Ingrid A. Mayer, MD, MSCI
In breast cancer, neoadjuvant endocrine therapy shows promise in a variety of areas, including as an excellent testing platform, Ingrid A. Mayer, MD, MSCI, said in a presentation during the 2019 Lynn Sage Breast Cancer Symposium.1
Neoadjuvant endocrine therapy allows clinicians to determine resistance mechanisms to endocrine therapy with or without targeted agents. It also allows for the development and triage of novel combinations of endocrine therapy with targeted agents, and helps prioritize certain arms in adjuvant and metastatic phase III trials, as well as validating biomarkers, she said.
Mayer, the Ingram Professor of Cancer Research and co-leader of the Breast Cancer Program at Vanderbilt University Medical Center, summarized current uses for neoadjuvant endocrine therapy. It has traditionally been considered appropriate for elderly or frail patients or those with a short life expectancy who either cannot have surgery or should not delay it. Additionally, neoadjuvant endocrine therapy is effective in luminal A–like cancers, including lobular cancers and hormone receptor (HR)–positive cancers with low Ki67 and high expression of estrogen receptors (ERs) and progesterone receptors.
However, clinicians should be using neoadjuvant endocrine therapies in a variety of additional clinical and mechanistic ways, explained Mayer. Clinically, these therapies may be helpful in reducing tumor size preoperatively, which can lead to improved surgical outcomes, she said. Additionally, they may increase the number of patients who achieve a pathological complete response (pCR) when given for an extended duration.
“Clinical trials with short duration of neoadjuvant endocrine therapy may have underestimated the true potential of pCR as an endpoint,” she said.
Another use of neoadjuvant endocrine therapy is to interrogate biomarkers of response and mechanisms of resistance in post-treatment residual cancer, which can lead to the development of mechanism-based treatments for endocrine therapy–resistant disease, Mayer said.
For example, whole-genome analysis can inform whether a patient with HR-positive breast cancer will respond to aromatase inhibition.
“MAPK pathway alterations are good prognostic features and TP53
mutations are bad prognostic features,” she noted.
In a study that examined whole-exome/RNA sequencing in HR-positive breast cancer and response to aromatase inhibition, she noted that ESR1
fusion transcripts were associated with resistance to estrogen therapy and CCND1
amplification are associated with resistance to estrogen deprivation.2
Neoadjuvant endocrine therapies may also be instrumental in identifying patients with HR-positive disease who can safely forego adjuvant chemotherapy, thanks to Ki67 status and genomic signatures. Additionally, Preoperative Endocrine Prognostic Index (PEPI) scores, which use surgical tumor characteristics following neoadjuvant endocrine therapy to predict outcomes in patients with HR-positive breast cancer, may indicate which patients can safely omit chemotherapy.

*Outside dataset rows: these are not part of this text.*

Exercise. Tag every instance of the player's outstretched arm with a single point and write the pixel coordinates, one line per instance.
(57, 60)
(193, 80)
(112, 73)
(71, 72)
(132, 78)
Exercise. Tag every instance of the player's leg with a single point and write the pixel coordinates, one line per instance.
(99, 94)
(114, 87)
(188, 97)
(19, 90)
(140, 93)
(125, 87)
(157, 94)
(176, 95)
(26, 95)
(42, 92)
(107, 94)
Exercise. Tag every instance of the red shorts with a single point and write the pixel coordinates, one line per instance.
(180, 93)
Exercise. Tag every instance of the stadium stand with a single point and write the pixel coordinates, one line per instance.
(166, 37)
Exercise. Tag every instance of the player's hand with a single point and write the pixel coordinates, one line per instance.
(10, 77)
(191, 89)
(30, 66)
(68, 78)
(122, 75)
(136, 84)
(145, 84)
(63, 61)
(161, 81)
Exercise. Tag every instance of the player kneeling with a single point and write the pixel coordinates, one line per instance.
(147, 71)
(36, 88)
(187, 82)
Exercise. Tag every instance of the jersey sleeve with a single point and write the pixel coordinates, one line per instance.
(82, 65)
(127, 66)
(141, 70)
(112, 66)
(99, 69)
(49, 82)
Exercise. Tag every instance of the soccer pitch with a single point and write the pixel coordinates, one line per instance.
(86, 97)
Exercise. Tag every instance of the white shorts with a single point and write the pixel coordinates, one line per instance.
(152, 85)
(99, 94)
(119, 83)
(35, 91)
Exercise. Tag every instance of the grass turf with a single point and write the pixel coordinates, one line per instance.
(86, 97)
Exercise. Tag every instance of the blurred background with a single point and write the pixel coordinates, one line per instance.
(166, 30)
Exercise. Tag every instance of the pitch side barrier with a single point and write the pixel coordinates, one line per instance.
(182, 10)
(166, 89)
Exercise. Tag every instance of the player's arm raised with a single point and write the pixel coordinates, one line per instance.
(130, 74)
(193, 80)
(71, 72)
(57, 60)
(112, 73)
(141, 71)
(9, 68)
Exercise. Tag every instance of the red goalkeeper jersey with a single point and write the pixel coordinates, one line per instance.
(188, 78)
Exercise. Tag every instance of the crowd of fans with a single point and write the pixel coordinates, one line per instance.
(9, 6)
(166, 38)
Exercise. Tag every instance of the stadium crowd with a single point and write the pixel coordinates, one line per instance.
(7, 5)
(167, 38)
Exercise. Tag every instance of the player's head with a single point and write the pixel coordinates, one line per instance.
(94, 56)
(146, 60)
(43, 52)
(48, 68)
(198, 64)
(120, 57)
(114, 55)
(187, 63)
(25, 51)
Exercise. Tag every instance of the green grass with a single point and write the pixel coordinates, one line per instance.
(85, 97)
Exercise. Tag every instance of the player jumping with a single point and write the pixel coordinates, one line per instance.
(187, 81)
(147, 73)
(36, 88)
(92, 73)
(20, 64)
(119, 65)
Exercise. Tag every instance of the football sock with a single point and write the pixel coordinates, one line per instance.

Moreover, In Mayer’s opinion, genomic signatures may work just as well in the neoadjuvant setting, but more validation is needed.
“However, PEPI score and Ki67 assessment at 2 weeks are clinically validated endpoints that could be ready for day-to-day practice,” she said, adding that there are some caveats. “The analytical validation and standardization of Ki67 interpretation must be achieved and intra-tumoral heterogeneity must be accounted for. And, drugs that cause apoptosis versus proliferation arrest need to be accounted for as well.”
Additionally, neoadjuvant endocrine therapies may provide insight into the biologic basis of the efficacy of both ER and non-ER–targeting agents, Mayer said.
“Ki67 at 2 weeks consistently predicts long-term outcomes of endocrine therapy with targeted therapy in both the adjuvant and metastatic setting,” she said. “We have the opportunity to use neoadjuvant endocrine therapy as a much more abbreviated testing ground for novel endocrine/targeted therapy combinations and to ‘pick the winners and tease out the losers’ to move forward to large phase III trials in the adjuvant or metastatic setting.”
For example, Ki67 was utilized in the phase II neoMONARCH trial, which looked at neoadjuvant therapy with the CDK4/6 inhibitor abemaciclib (Verzenio) plus anastrozole in patients with HR-positive/HER2-negative early-stage breast cancer. Results showed that the combination induced complete cell cycle arrest, which was the study’s primary endpoint, as measured by Ki67 for 67.8% of patients.3
For those treated with abemaciclib alone, cell cycle arrest was achieved for 57.7% of patients; for those who received anastrozole alone, 14.3% of patients experienced cell cycle arrest.